With durations of less than 500 picoseconds, these pulses enable real-time analysis of materials and observable chemical reactions. To capture fast-moving events, one needs a camera with a very short exposure time, and this principle is equally applicable in physics. While extremely short laser pulses have been instrumental in visualizing atomic processes, ion pulses are now emerging as a vital tool.

Recent advancements have led to the development of a new method for generating powerful, ultrashort pulses of charged particles. These ion pulses can be directed precisely at surfaces, allowing researchers to analyze rapid processes occurring on those surfaces. This capability opens the door for investigating chemical reactions in real time while they are actively occurring.
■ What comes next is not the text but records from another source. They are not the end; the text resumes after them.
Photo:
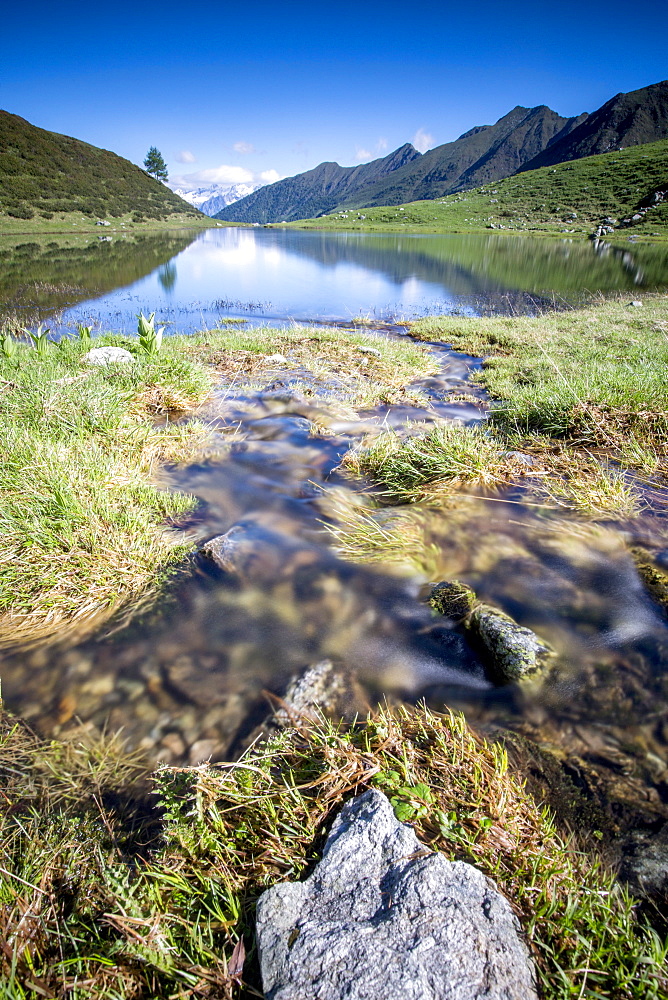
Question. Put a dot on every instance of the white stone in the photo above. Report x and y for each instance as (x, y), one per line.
(108, 356)
(382, 918)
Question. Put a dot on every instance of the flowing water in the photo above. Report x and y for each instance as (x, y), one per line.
(186, 680)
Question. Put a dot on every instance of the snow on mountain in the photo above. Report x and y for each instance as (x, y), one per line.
(211, 198)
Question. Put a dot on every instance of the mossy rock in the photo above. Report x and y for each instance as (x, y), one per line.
(654, 579)
(515, 652)
(452, 599)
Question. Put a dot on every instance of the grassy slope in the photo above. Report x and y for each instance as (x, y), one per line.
(178, 892)
(537, 201)
(48, 180)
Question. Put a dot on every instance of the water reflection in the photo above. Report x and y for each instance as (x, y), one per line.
(194, 280)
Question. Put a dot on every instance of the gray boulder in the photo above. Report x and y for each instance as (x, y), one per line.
(383, 918)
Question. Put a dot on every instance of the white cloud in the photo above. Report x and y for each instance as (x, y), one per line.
(423, 140)
(224, 174)
(362, 155)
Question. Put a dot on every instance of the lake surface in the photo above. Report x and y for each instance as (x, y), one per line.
(193, 281)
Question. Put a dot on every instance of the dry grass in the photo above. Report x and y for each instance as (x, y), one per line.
(85, 916)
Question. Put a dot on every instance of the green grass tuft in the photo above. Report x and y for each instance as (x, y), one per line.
(81, 525)
(97, 901)
(426, 465)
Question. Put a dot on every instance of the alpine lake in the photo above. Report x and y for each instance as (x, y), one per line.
(186, 680)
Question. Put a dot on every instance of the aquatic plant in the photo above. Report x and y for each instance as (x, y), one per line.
(84, 335)
(8, 345)
(41, 341)
(426, 464)
(150, 339)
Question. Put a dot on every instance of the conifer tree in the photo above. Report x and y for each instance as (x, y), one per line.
(155, 165)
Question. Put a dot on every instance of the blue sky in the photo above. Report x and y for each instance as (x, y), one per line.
(233, 92)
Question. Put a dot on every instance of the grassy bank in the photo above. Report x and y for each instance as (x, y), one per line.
(579, 420)
(82, 527)
(598, 374)
(571, 198)
(75, 222)
(101, 898)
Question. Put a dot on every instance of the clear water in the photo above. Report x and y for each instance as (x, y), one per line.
(277, 276)
(187, 682)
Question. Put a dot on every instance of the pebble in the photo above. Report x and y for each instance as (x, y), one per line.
(202, 750)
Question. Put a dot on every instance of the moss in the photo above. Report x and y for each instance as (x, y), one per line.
(453, 600)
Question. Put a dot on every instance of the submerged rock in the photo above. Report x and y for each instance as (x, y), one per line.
(383, 917)
(452, 599)
(322, 686)
(515, 651)
(655, 579)
(645, 865)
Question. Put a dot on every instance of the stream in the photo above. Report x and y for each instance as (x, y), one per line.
(187, 680)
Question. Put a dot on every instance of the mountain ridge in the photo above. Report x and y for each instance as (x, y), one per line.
(627, 119)
(49, 173)
(316, 191)
(523, 139)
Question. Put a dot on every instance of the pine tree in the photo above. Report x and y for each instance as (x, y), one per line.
(155, 165)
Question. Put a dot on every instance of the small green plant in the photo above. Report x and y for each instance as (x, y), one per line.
(84, 333)
(8, 345)
(150, 339)
(40, 340)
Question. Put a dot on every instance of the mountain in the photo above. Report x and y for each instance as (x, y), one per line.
(213, 198)
(46, 173)
(314, 192)
(621, 191)
(626, 120)
(524, 139)
(485, 153)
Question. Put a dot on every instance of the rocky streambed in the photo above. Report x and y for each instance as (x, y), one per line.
(272, 591)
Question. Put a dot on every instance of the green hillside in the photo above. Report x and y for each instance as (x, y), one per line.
(574, 197)
(45, 177)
Figure 1. Breakthrough Technology Generates Ultrashort Ion Pulses

Typically, You Can Only Observe What Is Left Behind

"Ion beams have long been utilized for material analysis, as well as for cleaning or modifying surfaces," explains Prof. Richard Wilhelm from the Institute of Applied Physics at TU Wien. "However, in most cases, you only observe the final result: you direct ions at a surface and then examine the changes in the material. The challenge has been generating ion pulses that are short enough to track the impact's temporal progression.". Figure 1 shows Breakthrough Technology Generates Ultrashort Ion Pulses.

The ion pulses produced in the TU Wien laboratory last less than 500 picoseconds. A picosecond is one millionth of a millionth of a second—a duration that is nearly unfathomably brief by human standards. For context, light travels only 15 centimeters in 500 picoseconds. Although this is still millions of times longer than the world's shortest laser pulses, which operate on an attosecond scale, it falls within the optimal range for surface analysis.

Lasers Produce Electrons, Which in Turn Generate Ions

To produce extremely short and intense ion pulses, researchers developed a multi-stage process. First, a laser pulse is directed at a cathode, causing it to emit electrons. These electrons are then accelerated and collide with a stainless-steel target. "Certain atoms, such as hydrogen and oxygen, tend to accumulate on the stainless-steel surface," explains Richard Wilhelm. "When the electrons strike this layer of atoms, some are ejected and escape."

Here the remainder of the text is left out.